Each is assessed in terms of on-going cost, in economic, political and humanitarian terms and three types of potential error in regard to these "fronts"

  • Informational (Insufficient information is available)
  • Assessment (Analysis is wrong)
  • Response ( Resource is quantitatively or qualitatively wrong)

This study's doctrine recognises three stages of engagement:

  • Prevention
  • Response
  • Resolution

In all cased the object of the force is to minimise loss in economic, political and humanitarian terms.  It recognises that political fronts must be won politically as well as physically and that natural fronts must not become political. 

For individuals in the force this means:

 1. The right thing, is the thing to do

2. Prevention has a risk of error but a probability of success 

3. Every action must be devoted towards a sustainable resolution


The critical question for every military force is the question of when to inflict pain and suffering. It is assumed that inflicting pain and suffering is reasonably easy in a practical sense.

The objective of any kind of political conflict is to collapse the antagonists political structure by:

  • Robbing the structure of popular support
  • Eliminating the structure's economic support
  • Undermining the structure's cultural legitimacy
  • Collapsing the structure's effectiveness

It must also be noted that while doing this a less antagonistic political structure is needed which must also:

  • Have popular support
  • Have economic support
  • Be regarded as culturally legitimate
  • Be effective and as such ultimately independent

It should be noted here that the United States of America has failed to achieve these objectives in every war (except Panama and Guatamala) it has been involved in since 1953 despite having the greatest military force in the world.
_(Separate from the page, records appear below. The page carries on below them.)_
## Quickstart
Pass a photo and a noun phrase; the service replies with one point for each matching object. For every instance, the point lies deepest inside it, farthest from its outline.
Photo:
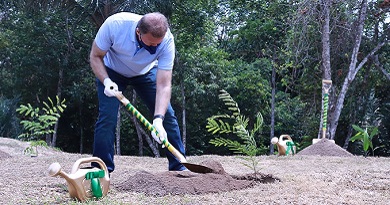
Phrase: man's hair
(153, 23)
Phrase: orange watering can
(86, 183)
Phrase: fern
(221, 124)
(40, 121)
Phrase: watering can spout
(84, 183)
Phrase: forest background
(270, 56)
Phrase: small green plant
(32, 150)
(365, 138)
(39, 122)
(237, 124)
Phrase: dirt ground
(322, 173)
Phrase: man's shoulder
(124, 16)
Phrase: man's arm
(96, 62)
(163, 91)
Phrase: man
(139, 51)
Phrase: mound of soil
(325, 147)
(186, 182)
(4, 155)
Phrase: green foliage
(237, 124)
(365, 137)
(32, 150)
(40, 121)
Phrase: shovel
(192, 167)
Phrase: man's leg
(145, 86)
(105, 128)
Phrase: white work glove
(110, 87)
(157, 123)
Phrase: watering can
(285, 145)
(84, 183)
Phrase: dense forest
(270, 56)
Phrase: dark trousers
(105, 128)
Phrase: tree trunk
(353, 69)
(81, 128)
(272, 133)
(325, 38)
(184, 130)
(118, 133)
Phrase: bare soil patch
(186, 182)
(310, 178)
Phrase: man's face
(148, 39)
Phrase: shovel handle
(148, 125)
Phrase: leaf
(357, 128)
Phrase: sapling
(365, 138)
(237, 124)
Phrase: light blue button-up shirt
(117, 36)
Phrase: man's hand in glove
(157, 123)
(110, 87)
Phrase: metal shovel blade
(197, 168)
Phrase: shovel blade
(198, 168)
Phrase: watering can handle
(77, 164)
(281, 138)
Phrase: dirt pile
(4, 155)
(325, 147)
(186, 182)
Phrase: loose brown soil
(322, 173)
(181, 183)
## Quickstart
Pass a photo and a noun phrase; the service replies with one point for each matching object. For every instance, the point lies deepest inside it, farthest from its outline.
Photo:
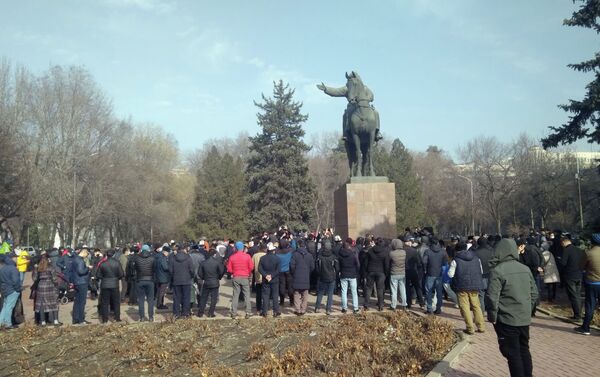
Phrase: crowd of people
(417, 268)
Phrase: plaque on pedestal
(366, 205)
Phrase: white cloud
(258, 63)
(186, 32)
(213, 48)
(479, 32)
(157, 6)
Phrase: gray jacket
(397, 259)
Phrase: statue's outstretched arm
(334, 92)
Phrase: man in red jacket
(240, 266)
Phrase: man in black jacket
(210, 272)
(572, 262)
(433, 260)
(485, 253)
(377, 266)
(414, 274)
(269, 267)
(144, 273)
(109, 273)
(327, 267)
(349, 273)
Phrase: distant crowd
(416, 268)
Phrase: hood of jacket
(344, 253)
(378, 249)
(325, 252)
(180, 257)
(397, 244)
(466, 255)
(435, 248)
(504, 251)
(284, 251)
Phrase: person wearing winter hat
(572, 262)
(510, 298)
(240, 267)
(466, 273)
(144, 273)
(261, 252)
(269, 267)
(592, 284)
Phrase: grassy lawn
(565, 310)
(373, 344)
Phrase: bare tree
(492, 165)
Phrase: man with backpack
(109, 273)
(79, 276)
(327, 268)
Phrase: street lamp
(578, 178)
(75, 165)
(472, 203)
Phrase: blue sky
(442, 71)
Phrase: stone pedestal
(366, 205)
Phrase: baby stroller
(66, 292)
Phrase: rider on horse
(360, 98)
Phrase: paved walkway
(556, 349)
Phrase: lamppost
(472, 203)
(578, 178)
(75, 166)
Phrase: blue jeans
(353, 290)
(434, 284)
(145, 291)
(9, 304)
(482, 294)
(398, 282)
(592, 297)
(79, 303)
(181, 300)
(323, 287)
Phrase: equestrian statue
(360, 124)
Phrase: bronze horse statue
(360, 124)
(363, 122)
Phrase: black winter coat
(144, 266)
(467, 276)
(349, 264)
(573, 260)
(109, 273)
(181, 269)
(433, 259)
(211, 271)
(414, 263)
(485, 254)
(378, 259)
(163, 275)
(269, 264)
(327, 266)
(301, 266)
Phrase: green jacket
(592, 265)
(512, 292)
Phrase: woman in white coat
(551, 276)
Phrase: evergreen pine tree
(397, 166)
(220, 209)
(585, 113)
(280, 190)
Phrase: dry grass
(565, 310)
(373, 344)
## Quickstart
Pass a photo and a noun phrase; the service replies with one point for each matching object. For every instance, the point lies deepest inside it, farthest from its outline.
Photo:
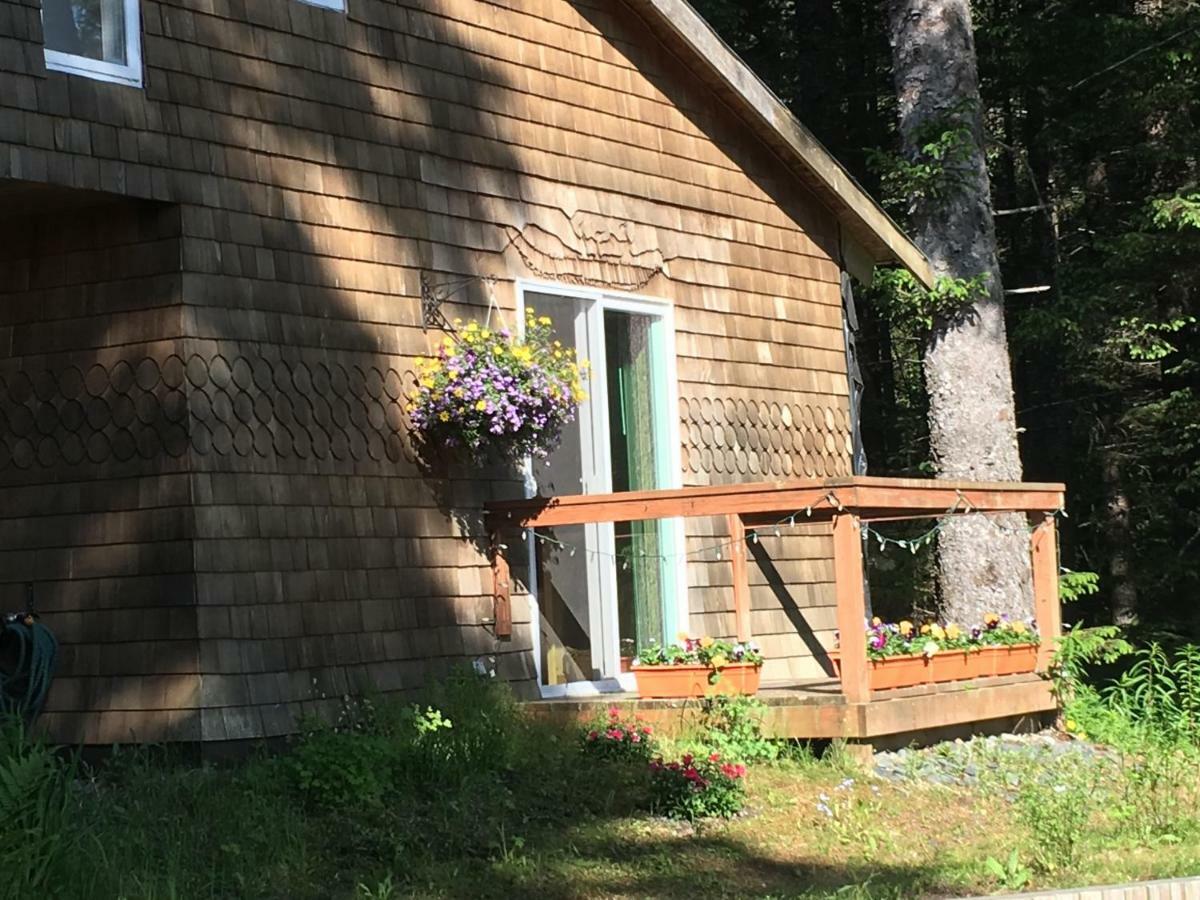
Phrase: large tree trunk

By contrast lesser powers including Britain, Vietnam and Tanzania have achieved these aims.

The question of inflicting pain and suffering cannot be answered in general terms for all circumstances. In some circumstances it is the wrong thing to do because it erodes popular support and is ineffective (eg Vietnam) but in others it is culturally legitimate and highly effective.

Tactics and Operations

Operations have two choices.

A. Directly. To confront the largest problem first and then deal with lessor issues


B. Indirectly. To deal with lessor matters first and undermine the scale of the largest problem indirectly.

These depend on the degree of information available, the capacity for assessment and the resources available for response. Where possible the goal is prevention and resolution. Individual commanders must make their own assessments as to their risk of error.

Where antagonistic forces exist these must be examined in terms of the four cornerstones of popularity, economy, legitimacy and effectiveness. For example by dealing indirectly with a superior force by undermining economic support it becomes possible to reduce their effectiveness. This in turn will raise issues of popularity and legitimacy.

Place in the World

The New Zealand Force must always recognise itself as a minor power and outsider. It must recognise cultural relativity in first world and third world nations while retaining its own core values.  Its ultimate objective is, however, quite simple: to make New Zealanders proud of its achievements.